Si è chiuso con il botto il 2019 di Jannik Sinner, che con la vittoria delle Next Gen all’Allianz Cloud di Milano è diventato a tutti gli effetti una promessa del tennis mondiale. Una promessa che naturalmente ci auguriamo possa essere mantenuta. I numeri sono dalla parte del teenager altoatesino, 18 anni compiuti lo scorso 16 agosto, ma che già prima di diventare maggiorenne ha avuto l’occasione di misurarsi con quelli più grandi. Dal suo esordio in una prova ATP, avvenuto in aprile a Budapest, Sinner di strada ne ha fatta tanta ed è già entrato nei primi 100 del mondo, guadagnando più di 450 posizioni in meno di un anno.

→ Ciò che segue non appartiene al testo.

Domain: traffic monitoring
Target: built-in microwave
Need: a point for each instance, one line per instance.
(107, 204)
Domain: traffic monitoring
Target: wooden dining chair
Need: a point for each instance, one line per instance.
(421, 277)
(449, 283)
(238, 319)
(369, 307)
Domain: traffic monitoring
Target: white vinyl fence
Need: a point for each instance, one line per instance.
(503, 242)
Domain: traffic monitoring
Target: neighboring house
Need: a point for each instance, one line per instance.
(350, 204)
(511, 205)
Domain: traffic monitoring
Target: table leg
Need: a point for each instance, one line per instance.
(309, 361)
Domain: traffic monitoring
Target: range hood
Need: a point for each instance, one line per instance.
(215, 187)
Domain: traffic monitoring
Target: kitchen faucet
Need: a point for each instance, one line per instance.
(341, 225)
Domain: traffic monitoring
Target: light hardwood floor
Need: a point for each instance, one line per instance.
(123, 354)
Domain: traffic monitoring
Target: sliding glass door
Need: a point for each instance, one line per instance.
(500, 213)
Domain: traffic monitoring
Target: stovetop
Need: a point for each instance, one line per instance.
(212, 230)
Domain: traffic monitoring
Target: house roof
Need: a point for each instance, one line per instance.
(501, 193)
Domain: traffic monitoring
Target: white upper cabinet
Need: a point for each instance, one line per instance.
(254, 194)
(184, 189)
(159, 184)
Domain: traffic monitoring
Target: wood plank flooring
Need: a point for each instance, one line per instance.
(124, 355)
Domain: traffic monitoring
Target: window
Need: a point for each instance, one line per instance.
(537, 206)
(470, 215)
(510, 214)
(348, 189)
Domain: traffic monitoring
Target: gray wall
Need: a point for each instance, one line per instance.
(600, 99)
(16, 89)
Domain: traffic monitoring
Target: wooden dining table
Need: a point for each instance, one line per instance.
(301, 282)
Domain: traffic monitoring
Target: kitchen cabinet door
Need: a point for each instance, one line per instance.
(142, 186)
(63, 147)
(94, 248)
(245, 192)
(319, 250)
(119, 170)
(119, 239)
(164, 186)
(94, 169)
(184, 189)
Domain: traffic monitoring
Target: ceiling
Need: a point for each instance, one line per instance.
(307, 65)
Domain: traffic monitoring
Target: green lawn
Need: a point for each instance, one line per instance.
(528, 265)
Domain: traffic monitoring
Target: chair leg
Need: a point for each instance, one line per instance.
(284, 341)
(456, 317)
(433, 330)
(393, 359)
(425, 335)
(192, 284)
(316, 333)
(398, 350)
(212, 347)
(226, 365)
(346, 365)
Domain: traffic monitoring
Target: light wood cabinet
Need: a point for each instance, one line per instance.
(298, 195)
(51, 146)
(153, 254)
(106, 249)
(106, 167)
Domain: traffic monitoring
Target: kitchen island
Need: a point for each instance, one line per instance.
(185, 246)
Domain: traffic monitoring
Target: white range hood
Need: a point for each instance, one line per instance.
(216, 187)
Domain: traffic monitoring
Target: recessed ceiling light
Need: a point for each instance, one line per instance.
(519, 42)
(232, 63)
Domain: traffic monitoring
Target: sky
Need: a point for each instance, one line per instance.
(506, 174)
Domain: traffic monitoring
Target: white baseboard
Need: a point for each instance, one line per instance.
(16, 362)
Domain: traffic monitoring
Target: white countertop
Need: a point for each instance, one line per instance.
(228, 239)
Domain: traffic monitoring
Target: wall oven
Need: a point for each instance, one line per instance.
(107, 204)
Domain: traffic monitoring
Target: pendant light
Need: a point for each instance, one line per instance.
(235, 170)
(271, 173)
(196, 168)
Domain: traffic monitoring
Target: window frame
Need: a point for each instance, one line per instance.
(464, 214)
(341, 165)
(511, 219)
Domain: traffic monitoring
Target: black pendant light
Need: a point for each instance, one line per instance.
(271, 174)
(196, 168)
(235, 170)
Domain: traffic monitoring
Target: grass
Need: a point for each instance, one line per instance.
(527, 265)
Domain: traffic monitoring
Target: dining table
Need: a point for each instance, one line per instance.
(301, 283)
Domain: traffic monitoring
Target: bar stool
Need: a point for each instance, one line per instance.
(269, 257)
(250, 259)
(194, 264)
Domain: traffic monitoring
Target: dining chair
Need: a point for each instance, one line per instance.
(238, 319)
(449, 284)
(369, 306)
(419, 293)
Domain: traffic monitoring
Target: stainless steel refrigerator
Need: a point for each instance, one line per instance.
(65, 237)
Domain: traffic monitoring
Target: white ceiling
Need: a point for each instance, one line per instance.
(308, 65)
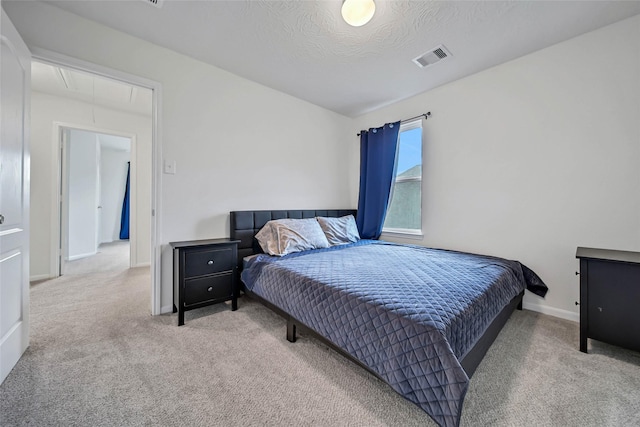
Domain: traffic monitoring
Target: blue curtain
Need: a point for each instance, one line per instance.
(124, 218)
(377, 163)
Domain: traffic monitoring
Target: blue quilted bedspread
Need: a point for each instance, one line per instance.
(409, 313)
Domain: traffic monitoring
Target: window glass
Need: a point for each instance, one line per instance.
(404, 214)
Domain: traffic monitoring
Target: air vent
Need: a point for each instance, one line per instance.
(436, 54)
(156, 3)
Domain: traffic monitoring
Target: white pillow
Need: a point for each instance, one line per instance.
(339, 231)
(284, 236)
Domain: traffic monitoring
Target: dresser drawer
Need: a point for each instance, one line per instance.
(208, 288)
(209, 261)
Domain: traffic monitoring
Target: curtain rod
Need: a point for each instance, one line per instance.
(425, 115)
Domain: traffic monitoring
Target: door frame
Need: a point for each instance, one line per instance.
(57, 59)
(60, 203)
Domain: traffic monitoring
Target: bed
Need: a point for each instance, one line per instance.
(420, 319)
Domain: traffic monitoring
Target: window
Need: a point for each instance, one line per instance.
(404, 214)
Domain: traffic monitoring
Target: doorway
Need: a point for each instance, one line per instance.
(92, 100)
(96, 202)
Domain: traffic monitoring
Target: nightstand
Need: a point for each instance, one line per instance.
(609, 296)
(204, 273)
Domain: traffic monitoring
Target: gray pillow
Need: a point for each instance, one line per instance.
(284, 236)
(339, 231)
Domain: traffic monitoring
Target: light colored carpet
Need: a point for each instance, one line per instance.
(97, 358)
(113, 256)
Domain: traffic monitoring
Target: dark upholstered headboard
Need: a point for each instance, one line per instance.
(245, 224)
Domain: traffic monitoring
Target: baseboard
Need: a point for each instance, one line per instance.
(551, 311)
(75, 257)
(142, 264)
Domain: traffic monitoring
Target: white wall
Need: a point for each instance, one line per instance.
(237, 144)
(46, 111)
(84, 155)
(532, 158)
(113, 179)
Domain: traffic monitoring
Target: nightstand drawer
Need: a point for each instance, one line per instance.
(208, 288)
(199, 263)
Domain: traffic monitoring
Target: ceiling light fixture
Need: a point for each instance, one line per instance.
(358, 12)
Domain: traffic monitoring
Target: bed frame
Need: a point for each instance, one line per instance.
(245, 224)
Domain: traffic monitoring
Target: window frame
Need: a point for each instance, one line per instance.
(415, 233)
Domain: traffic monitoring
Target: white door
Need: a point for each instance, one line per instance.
(14, 197)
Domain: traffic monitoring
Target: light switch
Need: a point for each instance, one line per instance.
(170, 167)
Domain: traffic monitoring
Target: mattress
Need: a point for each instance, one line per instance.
(409, 313)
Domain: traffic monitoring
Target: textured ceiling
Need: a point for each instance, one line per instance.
(91, 89)
(305, 49)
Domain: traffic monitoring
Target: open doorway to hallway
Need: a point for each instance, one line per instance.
(95, 203)
(115, 120)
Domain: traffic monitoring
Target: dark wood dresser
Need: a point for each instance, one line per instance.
(609, 297)
(204, 273)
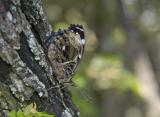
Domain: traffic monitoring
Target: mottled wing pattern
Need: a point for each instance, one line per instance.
(65, 49)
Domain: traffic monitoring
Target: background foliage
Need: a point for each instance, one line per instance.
(120, 72)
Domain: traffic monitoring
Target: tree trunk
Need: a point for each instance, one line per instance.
(25, 73)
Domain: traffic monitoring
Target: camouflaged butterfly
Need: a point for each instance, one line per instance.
(64, 50)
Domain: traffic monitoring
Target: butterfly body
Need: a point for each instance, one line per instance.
(65, 49)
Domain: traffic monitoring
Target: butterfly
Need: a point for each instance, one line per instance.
(65, 49)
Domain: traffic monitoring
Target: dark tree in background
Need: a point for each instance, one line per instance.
(25, 73)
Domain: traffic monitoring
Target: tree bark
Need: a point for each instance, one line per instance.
(25, 73)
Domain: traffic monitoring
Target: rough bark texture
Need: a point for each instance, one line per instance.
(25, 74)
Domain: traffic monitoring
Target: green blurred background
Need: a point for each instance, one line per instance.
(119, 75)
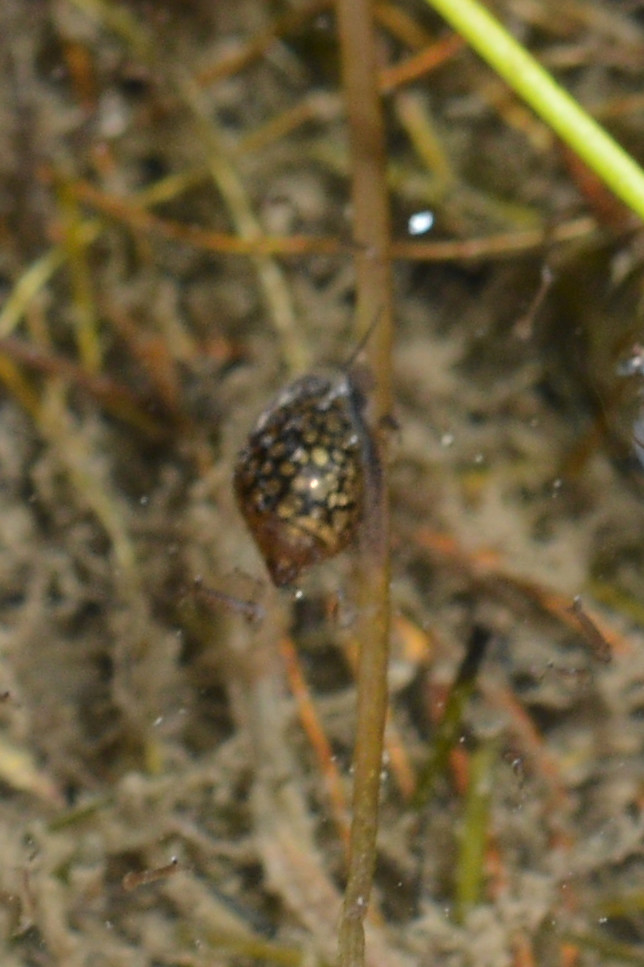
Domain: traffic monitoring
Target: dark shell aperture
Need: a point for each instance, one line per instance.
(299, 480)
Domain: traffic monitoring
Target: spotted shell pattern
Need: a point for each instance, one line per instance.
(299, 481)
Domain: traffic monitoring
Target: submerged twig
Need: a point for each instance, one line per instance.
(374, 300)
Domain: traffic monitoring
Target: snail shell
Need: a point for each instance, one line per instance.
(299, 480)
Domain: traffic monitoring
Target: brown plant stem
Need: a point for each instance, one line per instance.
(374, 301)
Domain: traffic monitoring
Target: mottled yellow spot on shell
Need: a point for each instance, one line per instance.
(299, 481)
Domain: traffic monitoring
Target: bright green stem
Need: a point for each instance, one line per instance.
(474, 832)
(551, 102)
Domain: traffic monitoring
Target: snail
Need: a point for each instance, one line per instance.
(301, 478)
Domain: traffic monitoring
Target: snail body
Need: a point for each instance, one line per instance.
(299, 480)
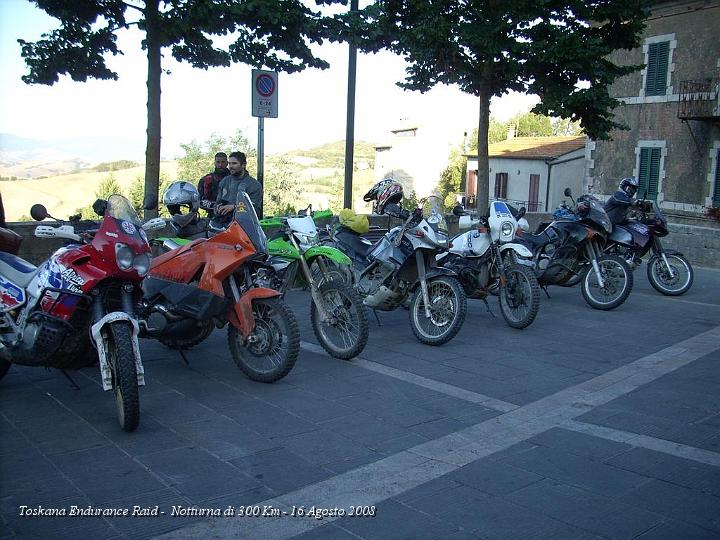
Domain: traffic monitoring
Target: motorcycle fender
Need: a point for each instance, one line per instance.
(95, 332)
(240, 315)
(331, 253)
(521, 250)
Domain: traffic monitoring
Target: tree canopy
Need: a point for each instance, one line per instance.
(272, 34)
(555, 49)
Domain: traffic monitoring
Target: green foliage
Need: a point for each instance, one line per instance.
(199, 158)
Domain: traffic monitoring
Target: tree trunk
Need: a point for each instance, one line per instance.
(152, 150)
(483, 177)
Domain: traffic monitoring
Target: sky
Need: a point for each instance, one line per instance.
(196, 103)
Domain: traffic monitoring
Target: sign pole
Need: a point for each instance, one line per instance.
(261, 158)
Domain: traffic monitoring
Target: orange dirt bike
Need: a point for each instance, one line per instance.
(223, 281)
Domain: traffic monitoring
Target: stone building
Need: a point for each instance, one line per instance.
(672, 109)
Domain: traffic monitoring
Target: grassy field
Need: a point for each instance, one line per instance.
(62, 195)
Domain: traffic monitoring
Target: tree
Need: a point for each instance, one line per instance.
(275, 34)
(199, 158)
(555, 49)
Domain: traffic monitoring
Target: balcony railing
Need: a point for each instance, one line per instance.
(699, 100)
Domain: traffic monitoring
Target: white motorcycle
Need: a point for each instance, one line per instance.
(481, 258)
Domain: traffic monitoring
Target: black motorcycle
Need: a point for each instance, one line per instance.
(668, 271)
(570, 250)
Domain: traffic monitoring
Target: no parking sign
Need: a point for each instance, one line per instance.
(264, 93)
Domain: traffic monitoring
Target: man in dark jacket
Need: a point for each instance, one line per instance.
(208, 184)
(618, 205)
(238, 179)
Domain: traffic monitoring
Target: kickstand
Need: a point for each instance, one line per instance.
(487, 306)
(69, 378)
(182, 354)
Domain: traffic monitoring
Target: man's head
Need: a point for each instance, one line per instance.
(221, 161)
(237, 162)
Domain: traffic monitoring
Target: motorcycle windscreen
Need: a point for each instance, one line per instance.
(596, 213)
(246, 217)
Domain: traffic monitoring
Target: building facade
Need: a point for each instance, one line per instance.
(672, 110)
(532, 171)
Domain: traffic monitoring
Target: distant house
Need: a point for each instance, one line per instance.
(415, 155)
(532, 171)
(672, 109)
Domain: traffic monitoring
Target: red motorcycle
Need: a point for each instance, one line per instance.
(80, 300)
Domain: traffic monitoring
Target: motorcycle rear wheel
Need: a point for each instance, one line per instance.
(201, 334)
(272, 348)
(122, 364)
(346, 335)
(668, 285)
(448, 307)
(520, 296)
(618, 279)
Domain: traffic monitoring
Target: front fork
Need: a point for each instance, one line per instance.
(420, 261)
(658, 250)
(593, 253)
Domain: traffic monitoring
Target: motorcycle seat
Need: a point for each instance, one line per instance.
(17, 270)
(355, 242)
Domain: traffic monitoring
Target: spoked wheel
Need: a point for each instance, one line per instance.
(200, 334)
(671, 284)
(345, 334)
(448, 306)
(122, 364)
(520, 296)
(272, 348)
(618, 282)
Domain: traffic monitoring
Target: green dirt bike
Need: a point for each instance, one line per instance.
(337, 314)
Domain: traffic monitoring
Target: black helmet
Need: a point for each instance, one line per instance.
(178, 195)
(629, 185)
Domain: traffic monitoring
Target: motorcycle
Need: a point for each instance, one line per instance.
(337, 315)
(478, 257)
(669, 272)
(402, 266)
(82, 297)
(223, 281)
(569, 250)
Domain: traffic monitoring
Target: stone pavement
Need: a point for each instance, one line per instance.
(587, 424)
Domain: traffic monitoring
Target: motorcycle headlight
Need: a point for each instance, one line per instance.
(123, 256)
(141, 263)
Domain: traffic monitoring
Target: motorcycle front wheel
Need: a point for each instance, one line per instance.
(519, 297)
(345, 334)
(448, 306)
(670, 285)
(618, 282)
(122, 364)
(270, 351)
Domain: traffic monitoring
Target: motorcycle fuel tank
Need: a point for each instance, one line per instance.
(470, 244)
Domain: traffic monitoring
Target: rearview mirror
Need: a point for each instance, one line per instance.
(38, 212)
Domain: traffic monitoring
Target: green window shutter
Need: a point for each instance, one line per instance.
(716, 189)
(656, 81)
(649, 172)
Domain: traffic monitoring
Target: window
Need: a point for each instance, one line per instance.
(501, 185)
(649, 172)
(534, 192)
(657, 68)
(716, 184)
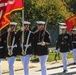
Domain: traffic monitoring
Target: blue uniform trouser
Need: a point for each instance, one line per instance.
(25, 61)
(74, 55)
(64, 60)
(0, 67)
(43, 60)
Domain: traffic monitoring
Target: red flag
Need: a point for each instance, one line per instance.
(71, 22)
(6, 8)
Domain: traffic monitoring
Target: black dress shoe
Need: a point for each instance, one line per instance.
(74, 63)
(64, 71)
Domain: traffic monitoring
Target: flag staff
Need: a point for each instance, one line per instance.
(23, 52)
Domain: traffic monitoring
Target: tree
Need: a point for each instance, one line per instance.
(40, 9)
(71, 5)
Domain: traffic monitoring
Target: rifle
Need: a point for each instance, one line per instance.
(57, 55)
(9, 46)
(43, 34)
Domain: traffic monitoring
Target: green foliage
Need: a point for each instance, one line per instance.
(71, 5)
(41, 9)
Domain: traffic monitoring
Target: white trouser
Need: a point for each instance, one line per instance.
(0, 67)
(25, 61)
(74, 55)
(11, 61)
(64, 60)
(43, 60)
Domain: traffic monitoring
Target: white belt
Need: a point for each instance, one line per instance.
(12, 46)
(1, 47)
(73, 41)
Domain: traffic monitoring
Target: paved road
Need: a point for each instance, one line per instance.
(53, 68)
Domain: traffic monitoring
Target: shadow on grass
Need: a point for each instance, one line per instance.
(71, 73)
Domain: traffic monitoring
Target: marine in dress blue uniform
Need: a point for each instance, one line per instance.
(26, 52)
(2, 50)
(64, 44)
(74, 44)
(41, 43)
(11, 47)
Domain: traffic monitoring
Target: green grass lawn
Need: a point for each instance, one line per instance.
(50, 57)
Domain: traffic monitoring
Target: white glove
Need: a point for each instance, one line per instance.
(57, 51)
(22, 29)
(70, 51)
(9, 29)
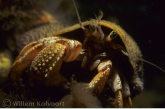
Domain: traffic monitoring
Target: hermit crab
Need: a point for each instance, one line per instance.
(105, 47)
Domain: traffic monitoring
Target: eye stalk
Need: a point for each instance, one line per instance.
(113, 34)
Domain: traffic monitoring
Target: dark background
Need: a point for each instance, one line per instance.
(145, 22)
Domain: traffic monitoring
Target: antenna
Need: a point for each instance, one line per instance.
(79, 19)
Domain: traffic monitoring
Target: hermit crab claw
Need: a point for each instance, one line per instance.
(46, 57)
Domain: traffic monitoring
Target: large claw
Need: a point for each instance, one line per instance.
(46, 56)
(98, 82)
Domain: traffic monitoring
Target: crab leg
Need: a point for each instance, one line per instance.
(117, 88)
(46, 65)
(98, 82)
(127, 102)
(68, 50)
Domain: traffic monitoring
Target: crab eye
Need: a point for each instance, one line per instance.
(111, 36)
(92, 28)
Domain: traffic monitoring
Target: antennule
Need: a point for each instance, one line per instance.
(79, 19)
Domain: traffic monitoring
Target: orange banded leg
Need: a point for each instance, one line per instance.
(117, 88)
(127, 102)
(98, 82)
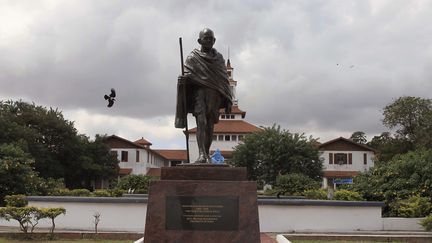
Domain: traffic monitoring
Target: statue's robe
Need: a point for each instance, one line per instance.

Oltre al successo nelle Next Gen, dove ha annichilito in finale nientemeno che l’australiano Alex De Minaur, di due anni e mezzo più grande e già nei primi 20 al mondo, Sinner ha conquistato dall’inizio del 2019 anche due Challenger, uno a Bergamo a febbraio e l’altro negli Stati Uniti, a Lexington, pochi giorni prima di diventare maggiorenne. Il suo miglior risultato nel circuito ATP è la semifinale ottenuta circa un mese fa ad Anversa, dove si è arreso a Stan Wawrinka, contro il quale aveva perso anche allo Us Open in quella che è stata la sua prima partita in uno Slam. Allenato da Riccardo Piatti, che ha subito abbracciato dopo il trionfo alle Next Gen, il tennista di San Candido ha nel rovescio il suo colpo migliore, ma è dotato anche di un buon servizio, costantemente sopra i 200 km orari, e di un dritto discretamente efficace che, in risposta, ha già toccato quasi i 160. Un tennista completo, insomma, che appare già forte anche di testa nonostante la sua giovanissima età. I presupposti per costruire una carriera importante e costellata, insomma, ci sono tutti.